UC Berkeley

For many years the consistency of the Standard Model(SM) of particle physics has been unflinching. The structure and content of the Standard Model has remained whole in the face of shockingly many experimental tests. Predicting the existence of new particles and yielding incredibly accurate calculations of fundamental measurements have been the hallmark of the Standard Model. Currently, experimentalists are testing several Standard Model quantities to such precision that 5th order terms are needed in theoretical calculations to match this precision. Never-the-less, the predictions of the Standard Model have kept pace with experiment and have yet to be contradicted.

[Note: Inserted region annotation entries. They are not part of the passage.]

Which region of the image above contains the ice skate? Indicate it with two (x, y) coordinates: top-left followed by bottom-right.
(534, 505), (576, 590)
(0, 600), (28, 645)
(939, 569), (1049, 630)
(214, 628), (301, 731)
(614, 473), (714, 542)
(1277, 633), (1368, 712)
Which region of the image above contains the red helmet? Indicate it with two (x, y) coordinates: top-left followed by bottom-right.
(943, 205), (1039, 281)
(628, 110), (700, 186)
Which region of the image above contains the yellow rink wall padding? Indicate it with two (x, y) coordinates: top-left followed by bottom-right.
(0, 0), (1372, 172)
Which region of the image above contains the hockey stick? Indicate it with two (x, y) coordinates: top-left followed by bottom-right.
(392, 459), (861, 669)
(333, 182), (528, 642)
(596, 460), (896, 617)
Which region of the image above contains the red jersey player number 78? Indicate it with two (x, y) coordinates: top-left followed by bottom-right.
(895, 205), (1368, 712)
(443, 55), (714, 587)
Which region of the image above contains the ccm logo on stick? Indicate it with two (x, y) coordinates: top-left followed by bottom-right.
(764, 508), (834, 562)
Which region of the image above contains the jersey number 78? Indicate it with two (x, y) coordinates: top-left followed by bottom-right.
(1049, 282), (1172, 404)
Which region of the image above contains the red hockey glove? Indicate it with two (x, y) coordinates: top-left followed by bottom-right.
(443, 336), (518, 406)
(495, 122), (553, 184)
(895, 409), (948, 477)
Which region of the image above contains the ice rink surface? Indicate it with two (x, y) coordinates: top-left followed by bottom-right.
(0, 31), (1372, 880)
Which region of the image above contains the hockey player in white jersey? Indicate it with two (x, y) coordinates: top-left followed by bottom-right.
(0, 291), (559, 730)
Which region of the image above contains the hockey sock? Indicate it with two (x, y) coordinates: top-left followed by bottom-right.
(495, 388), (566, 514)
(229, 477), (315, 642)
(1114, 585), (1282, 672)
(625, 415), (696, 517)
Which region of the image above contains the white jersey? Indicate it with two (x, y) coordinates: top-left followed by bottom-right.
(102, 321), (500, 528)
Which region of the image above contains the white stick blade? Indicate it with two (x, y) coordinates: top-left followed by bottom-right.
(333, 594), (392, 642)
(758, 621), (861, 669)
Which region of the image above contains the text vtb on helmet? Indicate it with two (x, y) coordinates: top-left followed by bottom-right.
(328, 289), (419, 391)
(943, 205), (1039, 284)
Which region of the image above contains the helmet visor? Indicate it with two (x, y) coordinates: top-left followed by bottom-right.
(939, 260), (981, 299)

Unfortunately, this incredible stretch of experimental validation comes at a cost. Several very large problems still are without solutions and finding them in the particle content of the Standard Model alone is unlikely. The huge range of scales seen in nature, a dark matter candidate, and the cosmic baryon asymmetry still loom as major flaws in the Standard Model. In this manuscript we aim to increase the accuracy of several Standard Model predictions to push the experimental limits of the Standard Model. We start with a brief introduction to the Standard Model and its sector we will be mainly concerned with, namely QCD. In Chapter 2, we will consider the Standard Model as an effective field theory for a new physics model that resides at a mass scale much higher than the electro-weak scale. By interpreting the SM as an effective theory it allows us to extend the Standard Model Lagrangian with new, higher-dimensional operators that depend on the scale of new physics. We then calculate the next-to-leading order corrections to these operators in QCD and combine these calculations with parton showers via the \texttt{POWHEG} method. In the final section of Chapter 2 we present a discussion of the bounds on the scale of new physics that can be drawn from comparing our results to Large-Hadron-Collider(LHC) searches. In the third chapter of this manuscript, we will briefly introduce the importance of W+charm events at the LHC followed by a discussion of NLO QCD calculations and heavy meson fragmentation resummation. Next, we give a general method for combining a fixed order, massive calculation with a massless calculation with large logarithms resummed. Numerical results of resummation and an implementation of the afore mention method are discussed followed by future outlook.